Revised November 18, 2013
In this article we will be looking at how to go about establishing a Market. When Producers go about establishing a Market they trade commodities, trades, goods and services with each other. When the activity of trading products with each other starts to take place, two forces come into existence. These forces are created by the Producers. The Producers create a Supply Force and a Demand Force. The supply force is established when Producers place supply on the Market. The demand force is established when Producers make demands for their fellow Producers’ supplies. The interaction of these two forces establishes the value of all competing commodities, trades, goods and services on the Market. This is the process of establishing a Market.
These forces are called Market Forces. Market Forces are a naturally occurring activity. A Market occurs “only among producers” and in numbers greater than one person. It occurs when Producers exchange commodities, trades, goods and services with each other. Adam Smith called Market Forces the Invisible Hand.
For the most part, we use money as a medium of exchange. We use money to facilitate this exchange of commodities, trades, goods and services.
Anytime you have two or more Producers exchanging their produced commodities, trades, goods and services with each other you will find a Market. There’s a market for fx trading online from the UK. A Market is established any time, anywhere commodities, trades, goods and services are exchanged between two or more Producers.
Demand put forth by individuals for commodities, trades, goods and services, generates the Demand Force in the Market. In order for a Market to prosper all individuals involved in the market must balance their Demand Force with a Supply Force. The Market declines in value when supply and demand forces aren’t balanced.
When Producers make the demand on the Market for money, they bring along supply. The supply contains value. They place this supply on the Market and receive money. The money is equal in value to the value of the supply they themselves created.

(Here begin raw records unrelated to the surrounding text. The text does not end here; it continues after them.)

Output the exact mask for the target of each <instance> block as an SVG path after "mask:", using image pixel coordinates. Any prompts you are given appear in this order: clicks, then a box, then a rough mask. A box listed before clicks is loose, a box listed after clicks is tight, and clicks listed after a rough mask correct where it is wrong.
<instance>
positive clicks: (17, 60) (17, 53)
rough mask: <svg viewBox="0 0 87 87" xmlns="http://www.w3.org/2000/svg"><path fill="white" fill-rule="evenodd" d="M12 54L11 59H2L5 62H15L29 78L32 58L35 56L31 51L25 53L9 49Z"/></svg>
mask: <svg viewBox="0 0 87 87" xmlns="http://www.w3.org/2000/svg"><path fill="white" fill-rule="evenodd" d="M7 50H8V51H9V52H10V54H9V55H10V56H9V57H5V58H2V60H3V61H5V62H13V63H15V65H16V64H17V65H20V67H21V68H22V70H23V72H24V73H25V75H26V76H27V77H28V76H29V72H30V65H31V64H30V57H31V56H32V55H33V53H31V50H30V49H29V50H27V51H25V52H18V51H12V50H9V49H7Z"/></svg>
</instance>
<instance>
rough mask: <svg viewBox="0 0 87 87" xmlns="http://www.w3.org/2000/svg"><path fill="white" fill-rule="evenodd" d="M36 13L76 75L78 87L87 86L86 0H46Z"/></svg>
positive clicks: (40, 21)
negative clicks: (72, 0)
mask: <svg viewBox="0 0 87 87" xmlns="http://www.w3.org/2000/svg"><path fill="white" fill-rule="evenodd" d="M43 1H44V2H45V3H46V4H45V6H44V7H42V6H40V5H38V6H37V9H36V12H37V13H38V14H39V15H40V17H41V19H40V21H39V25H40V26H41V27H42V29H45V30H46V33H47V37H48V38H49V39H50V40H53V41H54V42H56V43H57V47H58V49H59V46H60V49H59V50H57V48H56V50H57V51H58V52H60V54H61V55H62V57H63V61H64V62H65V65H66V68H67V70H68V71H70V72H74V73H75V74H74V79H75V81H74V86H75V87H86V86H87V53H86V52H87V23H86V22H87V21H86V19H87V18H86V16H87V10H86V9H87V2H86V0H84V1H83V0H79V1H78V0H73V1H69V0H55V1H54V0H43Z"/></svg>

The Producer is maintaining balanced Supply and Demand Forces.
When Producers make the demand on the Market for commodities, trades, goods and services they bring money. The money is equal in value to the value of the products they are demanding. The Producer is maintaining balanced Supply and Demand forces.
Producer activity establishes and expands Markets. Markets gains value, energy, wealth, capital and power. Value, energy, wealth, capital and power are added to Markets. Markets grow and expand during this activity.
When non-producers and counter-producers make demands on Markets for money, they don’t bring along any or not enough supply. In some cases they bring along destructive supply. When they receive money without exchanging supplies for it, their Supply and Demand Forces are not balance.
When non-producers and counter-producers make demands on Markets for supply, they don’t bring along any or not enough money. When they receive supplies without exchanging money for them their Supply and Demand Forces are not balanced.
Non-producer and counter-producer activity harms Market. Markets lose value, energy, wealth, capital and power. Value, energy, wealth, capital and power are stolen by the non-producers and counter-producers. Markets decline during this activity.
Any time you find a declining and collapsing Market, you will find non-producers and counter-producers taking money out of the Market. They are taking money without a correct exchange for it in produced commodities, trades, goods and services.
Markets in their normal operation will have moderate to small value fluctuations up and down. In normal operations, Market value will have a gradual upward expansion trend over time. Non-producers and counter-producers cause extreme Market value fluctuations. The value fluctuations are in an extreme up and down like a roller coaster. This extreme roller coaster activity is caused by non-productive and counter-productive activities on Markets. When Producers participate in Markets, Markets graph out in an upward curve. When non-producers and counter-producers participate in Markets, Markets graph out in a downward curve.
Markets occur only among producers of commodities, trades, goods and services! Markets do not occur when non-producers and counter-producers, take money, value, energy, wealth, capital and power with no or not enough exchange in production for it. Money taken though out-exchange methods destroys Markets. Taking money, without an exchange for it pulls value, energy and power out of Markets. Money and products taken without an exchange for them destroys the Market Forces of Supply and Demand. This is theft or fraud. Theft and fraud destroy Markets.
Production exchange constructs and builds Markets. Production exchange is the action of establishing a Market. Production exchange establishes Market forces. These Market Forces are Supply and Demand.